Von Benjamin Henrichs

Zwei Männer tanzen. Nein, sie schweben durch den Raum, auf federnden Füßen – obwohl der eine ein veritabler Koloß ist und auch der andere nicht eben eine sportliche Erscheinung. Es hat die beiden Männer (und mit ihnen den Zuschauer im Kinosessel) eine Freude ergriffen, die schwindlig macht. Für eine knappe halbe Minute sieht man das eigentlich Unsichtbare, wie eine Fata Morgana: das Glück.

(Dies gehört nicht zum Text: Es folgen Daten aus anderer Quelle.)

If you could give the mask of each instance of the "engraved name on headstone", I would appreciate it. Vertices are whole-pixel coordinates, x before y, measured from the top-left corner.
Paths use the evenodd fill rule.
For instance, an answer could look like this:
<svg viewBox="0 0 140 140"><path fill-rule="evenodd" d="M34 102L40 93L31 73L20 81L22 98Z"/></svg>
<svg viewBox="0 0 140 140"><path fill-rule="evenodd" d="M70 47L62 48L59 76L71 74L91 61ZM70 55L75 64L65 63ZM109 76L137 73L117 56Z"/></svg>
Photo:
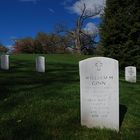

Im Kino (und in der Operette) haben solche Szenen ihren angestammten Platz – im Finale. Alle Schmerzen hören auf, alles Mißgeschick hat ein Ende. Das plötzliche Glück ist der Trost, die Rettung, die Lüge.

Doch unsere beiden Männer (es sind Mr. Hardy und sein Freund, Mr. Laurel) tanzen nicht zum erlösenden Ende. Ihr Tanz ist ein Atemholen nur – zwischen einem bösen Anfang und einem noch böseren Schluß. Ihr plötzliches Glück ist keine Rettung (denn natürlich wird niemand gerettet), dafür ist es die Wahrheit.

"The Music Box", ein Film von 1932. Mr. Laurel und Mr. Hardy haben Arbeit – und das heißt, sie werden unweigerlich am Ende des Films keine mehr haben. Denn sie gehen jedem Gewerbe mit einer Leidenschaft nach, die dieses Gewerbe weder verdient noch erträgt. Wären Laurel und Hardy Journalisten, niemals würde eine Zeitung erscheinen. Aber das ist ein anderer Film.

Denn heute sind unsere beiden Männer Spediteure. Auf einem altväterlichen Fuhrwerk (gezogen von einem abgründig melancholischen Gaul) transportieren sie ein elektrisches Klavier zu einem ahnungslosen Kunden. Am Fuße einer endlosen, steilen Treppe endet ihre Fahrt – und nun wird aus dem glücklichen Tag ein Desaster.

Wie transportiere ich ein Klavier treppauf? Wie demoliere ich anschließend eine bürgerliche Wohnung? Das sind die beiden Aufgaben, die Laurel und Hardy mit der ihnen eigenen Gründlichkeit lösen. Immer wieder entgleitet ihnen der tückische Musikautomat – rollt polternd talwärts, den armen Mr. Hardy mit sich schleifend.